Find an equation of a plane $\pi$ that passes through point $P = (2, 3, −6)$ and is perpendicular to two planes $\pi_{1} : x + y + z − 5 = 0$ and $\pi_{2} : x − y + 2 = 0$.
Can someone help me with that with my example? I did not find any information for this on the internet.
On
FIRST APPROACH
The normal vectors to the planes $\pi_{1}$ and $\pi_{2}$ are respectively given by
\begin{cases} \textbf{n}_{1} = (1,1,1)\\ \textbf{n}_{2} = (1,-1,0)\\ \end{cases}
Therefore we can describe $\pi$ as the plane spanned by $\textbf{n} =\textbf{n}_{1}\times\textbf{n}_{2}$ passing through $P$. Precisely:
\begin{align*} X \in \pi \Longleftrightarrow \langle X - P,\textbf{n}\rangle = 0 \end{align*}
Notice that $\pi\perp\pi_{1}$ and $\pi\perp\pi_{2}$, because the normal vector to $\pi$ is given by $\textbf{n}_{1}\times\textbf{n}_{2}$, where $\times$ indicates the cross product.
SECOND APPROACH
In accordance to above-mentioned notation, another way to describe $\pi$ is given by \begin{align*} X = (x,y,z)\in \pi \Longleftrightarrow (x,y,z) = P + \alpha\textbf{n}_{1} + \beta\textbf{n}_{2} \end{align*}
where $(\alpha,\beta)\in\textbf{R}^{2}$. Once again, the normal vector to $\pi$ is given by $\textbf{n} = \textbf{n}_{1}\times\textbf{n}_{2}$, from whence we conclude that $\pi\perp\pi_{1}$ and $\pi\perp\pi_{2}$, given that $\textbf{n}\times\textbf{n}_{1} = \textbf{n}\times\textbf{n}_{2} = \textbf{0}$.

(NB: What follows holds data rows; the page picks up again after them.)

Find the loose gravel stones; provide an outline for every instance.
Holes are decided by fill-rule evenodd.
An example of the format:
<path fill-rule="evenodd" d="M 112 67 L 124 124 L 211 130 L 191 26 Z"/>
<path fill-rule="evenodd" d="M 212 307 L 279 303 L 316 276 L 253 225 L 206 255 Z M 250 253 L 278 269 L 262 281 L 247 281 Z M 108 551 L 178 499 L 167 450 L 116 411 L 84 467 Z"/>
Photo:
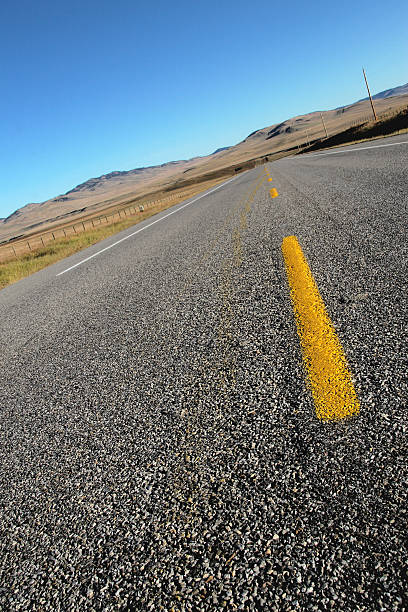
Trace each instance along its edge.
<path fill-rule="evenodd" d="M 407 609 L 407 192 L 382 155 L 281 160 L 272 203 L 255 169 L 0 294 L 1 609 Z M 316 419 L 291 234 L 356 419 Z"/>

The vector $\vec{n}_1$ perpendicular to $\pi_1$ is equal to:
$$\vec{n}_1=\vec i+\vec j+\vec k$$
The vector $\vec{n}_2$ perpendicular to $\pi_2$ is equal to:
$$\vec{n}_1=\vec i-\vec j$$
The vector perpendicular to both vectors can be obtained from the following expression:
$$\vec n = \vec n_1 \times \vec n_2=\vec i +\vec j - 2\vec k$$
So the equation of the plane perpendicular to $\pi_1,\pi_2$ and passing through $P$ is:
$$(x-2)+(y-3)-2(z+6)=0$$